Amiamo sperare vivamente (non volendolo supporre) che simili dubbi o sospetti possano risultare effettivamente eccessivi. Rimane tuttavia che, se così non fosse, quel solco già profondo a suo tempo tracciato a divisione del Nord dal Sud del Paese, a seguito delle politiche repressive dei primi governi liberali dello Stato post-unitario, continuerebbe ad approfondirsi – questa volta sì – rischiando di rompere in modo grave e forse definitivo l’Unità nazionale e con essa la stessa legittimazione politica dello Stato.

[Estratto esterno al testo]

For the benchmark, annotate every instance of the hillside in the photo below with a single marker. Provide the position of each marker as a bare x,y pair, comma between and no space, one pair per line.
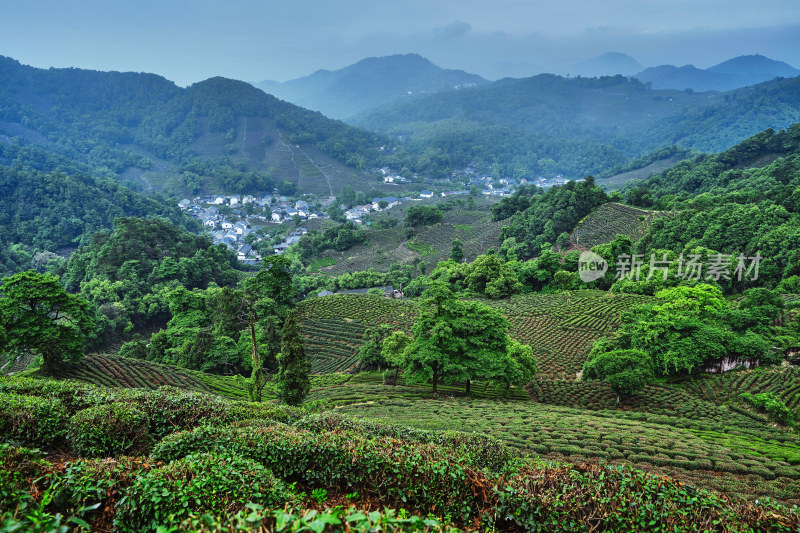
609,64
430,244
51,204
734,73
609,220
370,83
216,135
548,124
559,327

Che venne alla luce, come abbiamo raccontato nei giorni scorsi, appena 150 anni fa. Un tempo ancora troppo breve per il prodursi di pratiche di tranquilla continuità e stabilità politico-istituzionale. Si trattava, infatti, per come abbiamo sottolineato più volte, di una Unità del Paese nata in modo precario, in quanto fondata più sulla lungimiranza democratica, liberale e laica di minoranze illuminate che avevano promosso e accompagnato il Risorgimento nei suoi passi, che sul diffuso consenso politico delle popolazioni e dei territori un tempo parti delle statualità poi confluite nello Stato al momento della unificazione politica del Paese. Un’analisi – quest’ultima – che può risultare convincente quando si rifletta al consenso prestato – nella fase post-eroica della ‘impresa dei Mille’ – dalle popolazioni meridionali, culturalmente e perfino idealmente conformate alle politiche del Regno borbonico delle due Sicilie, prima, drammaticamente impoverite (nella economia e nella libertà) dalle politiche repressive e dalle politiche tributarie della Casa Savoia, successivamente. Le prime e le seconde ponendo le premesse di un dualismo Nord-Sud e di una ‘freddezza astiosa’ verso lo Stato centrale e i governi territoriali che solo i ciechi riescono a non cogliere nelle pratiche politiche osservabili!